There is something special about eating dinner in a refurbished 1920's greenhouse. At De Kas that special feeling starts when you catch your first glimpse of the restaurant through Frankendael park. It continues inside as you walk into the dining room where light streams in through the large glass windows.
Chef Gert Jan Hageman creates wild curiosity and excitement for his visitors who discover the three course menu upon sitting (it's not posted online and costs €49.50). By letting his crew come up with inventive dishes using the seasonal vegetables and herbs grown literally next door to the kitchen, Mr. Hageman is able to keep the menu fresh changing it week to week.
On a chilly night in late April, after settling in, snacking on some olives and hearing the menu from our server, we quickly learn there are no cocktails at De Kas, so we say yes to wine pairings.
Two starters arrive at the table family style - cannelloni of buffalo ricotta with chard, spinach, young garlic, creme of egg yolk, shallots and caramelized walnuts, and lamb ham with a deliciously creamy salad of new potatoes, turnip, mint and fenugreek mayonnaise. We also individually receive a glass of smoked heirloom beet root soup with horseradish creme fraiche, crispy fried chorizo and roasted fennel.

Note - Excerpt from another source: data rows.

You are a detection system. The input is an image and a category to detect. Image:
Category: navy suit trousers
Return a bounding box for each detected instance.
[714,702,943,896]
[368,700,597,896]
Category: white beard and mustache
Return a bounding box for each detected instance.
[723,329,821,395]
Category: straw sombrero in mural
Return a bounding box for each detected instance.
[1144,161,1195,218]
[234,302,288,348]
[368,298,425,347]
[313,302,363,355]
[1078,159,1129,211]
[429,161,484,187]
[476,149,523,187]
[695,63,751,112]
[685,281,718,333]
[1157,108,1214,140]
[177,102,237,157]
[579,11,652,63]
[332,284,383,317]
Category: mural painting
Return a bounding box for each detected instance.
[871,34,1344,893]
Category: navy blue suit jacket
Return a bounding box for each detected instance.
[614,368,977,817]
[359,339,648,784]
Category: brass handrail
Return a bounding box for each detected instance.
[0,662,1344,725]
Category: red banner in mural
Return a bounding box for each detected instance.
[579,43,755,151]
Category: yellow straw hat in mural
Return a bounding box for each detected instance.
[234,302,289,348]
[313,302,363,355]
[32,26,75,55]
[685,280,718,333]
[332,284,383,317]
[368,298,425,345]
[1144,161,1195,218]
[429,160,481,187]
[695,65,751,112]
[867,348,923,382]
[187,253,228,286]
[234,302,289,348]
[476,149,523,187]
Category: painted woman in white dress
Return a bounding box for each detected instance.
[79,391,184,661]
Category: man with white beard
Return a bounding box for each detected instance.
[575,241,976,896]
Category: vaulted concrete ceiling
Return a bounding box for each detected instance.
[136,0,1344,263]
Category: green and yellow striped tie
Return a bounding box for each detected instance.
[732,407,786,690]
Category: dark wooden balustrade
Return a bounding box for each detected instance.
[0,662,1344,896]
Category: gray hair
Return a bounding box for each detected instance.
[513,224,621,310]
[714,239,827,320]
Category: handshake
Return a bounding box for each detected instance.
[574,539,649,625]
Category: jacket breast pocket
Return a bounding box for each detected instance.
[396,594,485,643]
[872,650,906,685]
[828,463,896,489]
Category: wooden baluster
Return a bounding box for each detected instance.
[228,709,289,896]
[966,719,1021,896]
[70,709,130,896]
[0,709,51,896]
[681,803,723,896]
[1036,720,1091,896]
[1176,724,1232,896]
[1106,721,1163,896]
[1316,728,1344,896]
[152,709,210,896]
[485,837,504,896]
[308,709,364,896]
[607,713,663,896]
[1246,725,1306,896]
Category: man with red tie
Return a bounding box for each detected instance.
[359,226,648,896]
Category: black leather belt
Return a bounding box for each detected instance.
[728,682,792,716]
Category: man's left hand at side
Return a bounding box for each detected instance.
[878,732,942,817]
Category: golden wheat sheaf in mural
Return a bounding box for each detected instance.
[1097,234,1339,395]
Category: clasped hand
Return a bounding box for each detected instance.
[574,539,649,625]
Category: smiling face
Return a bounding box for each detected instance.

The most tender and fresh hake fillet comes next, marinated in olive oil with gnocchi, radish, and celeriac in a beurre blanc sauce with salted anchovies, orange and rosemary.
After the optional cheese course (we declined), dessert - an extremely decedent chocolate nemesis cake with caramelized hazelnuts and pear and thyme sorbet. But it doesn't end there. Homemade cookies, meringue and gummies are brought out with the bill and when you leave, apples for everyone.
Because of how popular De Kas is, it's best to book in advance and easy to arrange by email. The staff is prompt, friendly and courteous.